The professional, career counselor or guidance counselor who gives the test will provide an explanation of what this means and how it is useful to you in a work setting. Myers-Briggs Institute for Psychological Types at the University of Florida also maintains extensive research on how each type coordinates with specific job titles using the government’s Occupational Index titles.
Other valid and reliable career assessment tests that are administered by licensed professionals are My Vocational Situation and Career Beliefs Inventory. My Vocational Situation categorizes answers along three scales; Lack of Vocational Identity, Lack of Information or Training and Emotional/Personal Barriers.
This brief inventory is a great to do early in the career change planning. By understanding which of these three problems is the biggest hurdle to making the change, you can address the specific needs.
If the problems hindering career change are emotional or personal, you may need to enter psychological counseling to overcome lingering issues that hold you back. If the personal problems are more in areas of finances or relationship, then either hire a financial planner to teach money management or ask the significant other and family to join you in counseling. The truth is, you can’t push aside emotional or personal problems in making a career change. They will surface and sabotage your efforts. Deal with those problems first.
Career Beliefs Inventory helps to get at those hidden fears and false beliefs that may be holding you back from changing careers. This inventory rates your answers on five scales - My Current Career Situation, What Seems Necessary for My Happiness, Factors that Influence My Decisions, Changes I am Willing to Make and Effort I am Willing to Initiate.

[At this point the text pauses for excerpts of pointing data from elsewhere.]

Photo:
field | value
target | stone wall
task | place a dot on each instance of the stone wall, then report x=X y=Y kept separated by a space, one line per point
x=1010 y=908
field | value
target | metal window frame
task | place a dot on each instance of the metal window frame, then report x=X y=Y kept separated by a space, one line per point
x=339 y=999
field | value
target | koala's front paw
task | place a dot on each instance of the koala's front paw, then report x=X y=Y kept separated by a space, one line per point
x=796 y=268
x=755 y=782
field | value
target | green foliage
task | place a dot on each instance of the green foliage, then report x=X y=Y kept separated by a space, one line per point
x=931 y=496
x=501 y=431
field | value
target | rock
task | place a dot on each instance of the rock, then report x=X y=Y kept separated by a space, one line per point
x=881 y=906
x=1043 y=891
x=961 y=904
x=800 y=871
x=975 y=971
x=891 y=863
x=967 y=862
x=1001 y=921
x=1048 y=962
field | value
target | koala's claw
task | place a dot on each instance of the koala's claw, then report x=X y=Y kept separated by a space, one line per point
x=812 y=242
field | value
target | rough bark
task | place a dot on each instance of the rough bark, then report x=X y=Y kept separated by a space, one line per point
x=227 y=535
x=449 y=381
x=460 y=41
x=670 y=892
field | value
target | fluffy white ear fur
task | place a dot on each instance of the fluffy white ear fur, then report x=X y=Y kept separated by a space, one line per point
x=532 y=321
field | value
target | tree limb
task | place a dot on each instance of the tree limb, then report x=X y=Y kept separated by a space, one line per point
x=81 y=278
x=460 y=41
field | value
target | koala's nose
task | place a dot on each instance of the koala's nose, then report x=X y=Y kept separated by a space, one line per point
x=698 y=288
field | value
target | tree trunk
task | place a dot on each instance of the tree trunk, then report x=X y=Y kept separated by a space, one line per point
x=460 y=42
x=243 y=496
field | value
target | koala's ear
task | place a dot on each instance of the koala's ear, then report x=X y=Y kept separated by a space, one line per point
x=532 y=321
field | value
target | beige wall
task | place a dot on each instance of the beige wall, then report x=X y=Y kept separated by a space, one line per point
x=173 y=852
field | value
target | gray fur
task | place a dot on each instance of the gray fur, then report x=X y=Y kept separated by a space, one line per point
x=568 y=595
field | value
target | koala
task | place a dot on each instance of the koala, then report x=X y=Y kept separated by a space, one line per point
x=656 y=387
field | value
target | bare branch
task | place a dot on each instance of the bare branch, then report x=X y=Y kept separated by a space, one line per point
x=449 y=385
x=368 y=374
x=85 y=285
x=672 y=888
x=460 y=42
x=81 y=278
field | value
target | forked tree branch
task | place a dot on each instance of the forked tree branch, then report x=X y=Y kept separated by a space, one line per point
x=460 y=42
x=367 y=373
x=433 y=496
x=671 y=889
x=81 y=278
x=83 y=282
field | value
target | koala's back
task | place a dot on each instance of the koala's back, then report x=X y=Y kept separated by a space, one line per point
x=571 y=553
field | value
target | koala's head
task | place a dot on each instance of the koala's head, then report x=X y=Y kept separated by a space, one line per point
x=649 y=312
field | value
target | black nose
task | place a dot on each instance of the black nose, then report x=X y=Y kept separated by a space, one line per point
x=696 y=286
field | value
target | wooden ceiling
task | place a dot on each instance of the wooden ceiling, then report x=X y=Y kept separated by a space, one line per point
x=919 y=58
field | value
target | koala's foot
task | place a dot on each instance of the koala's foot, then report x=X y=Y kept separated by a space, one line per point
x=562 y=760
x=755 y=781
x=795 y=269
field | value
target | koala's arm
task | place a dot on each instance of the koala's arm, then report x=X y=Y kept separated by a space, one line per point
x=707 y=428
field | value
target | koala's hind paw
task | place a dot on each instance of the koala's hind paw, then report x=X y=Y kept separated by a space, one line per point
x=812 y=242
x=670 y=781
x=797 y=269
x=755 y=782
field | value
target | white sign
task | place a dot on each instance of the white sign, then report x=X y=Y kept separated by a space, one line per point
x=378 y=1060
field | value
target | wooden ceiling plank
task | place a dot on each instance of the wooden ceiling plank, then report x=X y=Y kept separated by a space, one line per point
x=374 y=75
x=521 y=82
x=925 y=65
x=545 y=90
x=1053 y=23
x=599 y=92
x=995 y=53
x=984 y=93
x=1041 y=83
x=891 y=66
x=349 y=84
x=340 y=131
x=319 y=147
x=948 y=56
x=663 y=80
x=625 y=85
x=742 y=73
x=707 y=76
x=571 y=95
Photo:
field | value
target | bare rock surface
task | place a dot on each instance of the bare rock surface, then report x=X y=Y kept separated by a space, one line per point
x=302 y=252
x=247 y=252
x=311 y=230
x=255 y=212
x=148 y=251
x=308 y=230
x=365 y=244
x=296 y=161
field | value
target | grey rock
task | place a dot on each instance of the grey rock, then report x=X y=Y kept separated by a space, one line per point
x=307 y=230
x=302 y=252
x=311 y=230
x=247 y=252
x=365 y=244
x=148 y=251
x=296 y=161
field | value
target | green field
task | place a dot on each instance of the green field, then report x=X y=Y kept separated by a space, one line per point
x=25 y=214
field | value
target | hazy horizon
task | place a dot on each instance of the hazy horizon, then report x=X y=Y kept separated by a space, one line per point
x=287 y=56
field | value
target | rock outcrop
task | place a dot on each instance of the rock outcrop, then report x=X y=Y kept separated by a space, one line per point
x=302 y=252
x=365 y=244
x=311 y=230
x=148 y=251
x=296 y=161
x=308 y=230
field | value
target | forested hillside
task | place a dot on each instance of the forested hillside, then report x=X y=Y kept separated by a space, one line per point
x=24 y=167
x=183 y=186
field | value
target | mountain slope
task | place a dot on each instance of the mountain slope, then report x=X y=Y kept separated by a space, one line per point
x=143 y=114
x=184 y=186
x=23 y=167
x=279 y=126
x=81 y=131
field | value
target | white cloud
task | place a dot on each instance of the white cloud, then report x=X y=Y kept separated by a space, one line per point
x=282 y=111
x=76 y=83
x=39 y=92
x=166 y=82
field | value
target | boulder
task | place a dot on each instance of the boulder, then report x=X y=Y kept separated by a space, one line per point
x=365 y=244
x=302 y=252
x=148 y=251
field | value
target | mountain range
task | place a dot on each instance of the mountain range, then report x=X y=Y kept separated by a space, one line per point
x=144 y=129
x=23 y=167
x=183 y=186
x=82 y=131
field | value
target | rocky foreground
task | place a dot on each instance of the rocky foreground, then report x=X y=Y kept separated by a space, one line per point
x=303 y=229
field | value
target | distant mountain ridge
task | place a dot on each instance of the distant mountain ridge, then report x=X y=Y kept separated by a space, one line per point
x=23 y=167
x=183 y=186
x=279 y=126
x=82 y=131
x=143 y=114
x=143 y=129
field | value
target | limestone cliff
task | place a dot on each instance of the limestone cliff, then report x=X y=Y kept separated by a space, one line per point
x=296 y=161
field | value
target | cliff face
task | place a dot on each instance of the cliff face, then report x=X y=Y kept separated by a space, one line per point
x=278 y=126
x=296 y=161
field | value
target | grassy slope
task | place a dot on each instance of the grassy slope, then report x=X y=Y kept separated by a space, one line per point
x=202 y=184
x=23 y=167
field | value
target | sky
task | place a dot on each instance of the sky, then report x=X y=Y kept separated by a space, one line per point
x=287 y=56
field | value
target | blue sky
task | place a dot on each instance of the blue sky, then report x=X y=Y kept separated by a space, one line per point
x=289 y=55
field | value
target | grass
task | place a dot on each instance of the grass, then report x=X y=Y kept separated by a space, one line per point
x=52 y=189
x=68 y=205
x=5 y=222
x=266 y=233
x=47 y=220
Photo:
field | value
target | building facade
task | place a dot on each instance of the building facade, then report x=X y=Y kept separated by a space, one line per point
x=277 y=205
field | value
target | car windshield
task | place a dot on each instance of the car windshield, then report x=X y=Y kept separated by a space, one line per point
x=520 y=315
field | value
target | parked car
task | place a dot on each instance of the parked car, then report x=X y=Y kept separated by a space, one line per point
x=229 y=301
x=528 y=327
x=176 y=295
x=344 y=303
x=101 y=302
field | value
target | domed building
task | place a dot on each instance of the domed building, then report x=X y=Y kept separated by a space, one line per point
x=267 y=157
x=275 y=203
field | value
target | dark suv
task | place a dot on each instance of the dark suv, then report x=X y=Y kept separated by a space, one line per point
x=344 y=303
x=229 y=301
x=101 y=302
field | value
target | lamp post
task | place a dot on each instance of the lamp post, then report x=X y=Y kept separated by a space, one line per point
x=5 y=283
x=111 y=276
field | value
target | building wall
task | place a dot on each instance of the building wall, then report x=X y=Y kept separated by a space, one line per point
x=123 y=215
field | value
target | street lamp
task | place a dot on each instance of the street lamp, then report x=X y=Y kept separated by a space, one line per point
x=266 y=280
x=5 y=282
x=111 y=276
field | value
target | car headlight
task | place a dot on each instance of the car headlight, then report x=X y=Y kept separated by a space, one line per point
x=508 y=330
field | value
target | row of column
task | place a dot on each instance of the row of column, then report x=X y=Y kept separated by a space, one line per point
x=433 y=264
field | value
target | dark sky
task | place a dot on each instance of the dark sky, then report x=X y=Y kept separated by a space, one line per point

As you can see from the titles, these five scales represent significant issues in career change. Knowing in advance which need the most attention and making a plan to deal with them is well worth the time, money and effort.
What about free online career tests? These can be interesting and maybe give you some useful information. The problem is that most are not valid and reliable, that is, subjected to professional evaluation and normative data on a broad population in the way that the assessments mentioned in this article have been.
You don’t know whether the free online career test was created by a psychologist or guidance counselor based on actual vocational counseling experience or if it was written by a guy who barely passed high school but set up a flashy website and is using this to attract your attention. Imagine the difference the results of these career tests might give. Are you willing to bet your future on an uncertain assessment?
The final test is the Gut Check Test. No you won’t find it among the traditional career tests. This is where you have to get in touch with your real wants and desires, not what other people tell you, and think about whether you can see yourself in that career.
If you have no actual idea what the job involves on a daily basis, ask someone who is in that job if you could shadow for the day. Explain that you are considering a career change and by following this person through a typical day, it would greatly help you decide whether this is the field for you.
Many people will invite you to spend the day with them. If someone says no, then ask another person. If you have to take off for a vacation day or unpaid day to do this, look at it as an investment in making a smart career change.
Once you know more about a day in the life at this job, then you can visualize yourself going to work each day, performing the duties of that job. Don’t just focus on the exciting parts of the job - see all aspects of the job.
If you open your eyes and see a smile on your face, chances are you’ll feel good about this job. If you see a quizzical expression, then keep checking - you haven’t found it yet. The Gut Check Test is surprisingly accurate.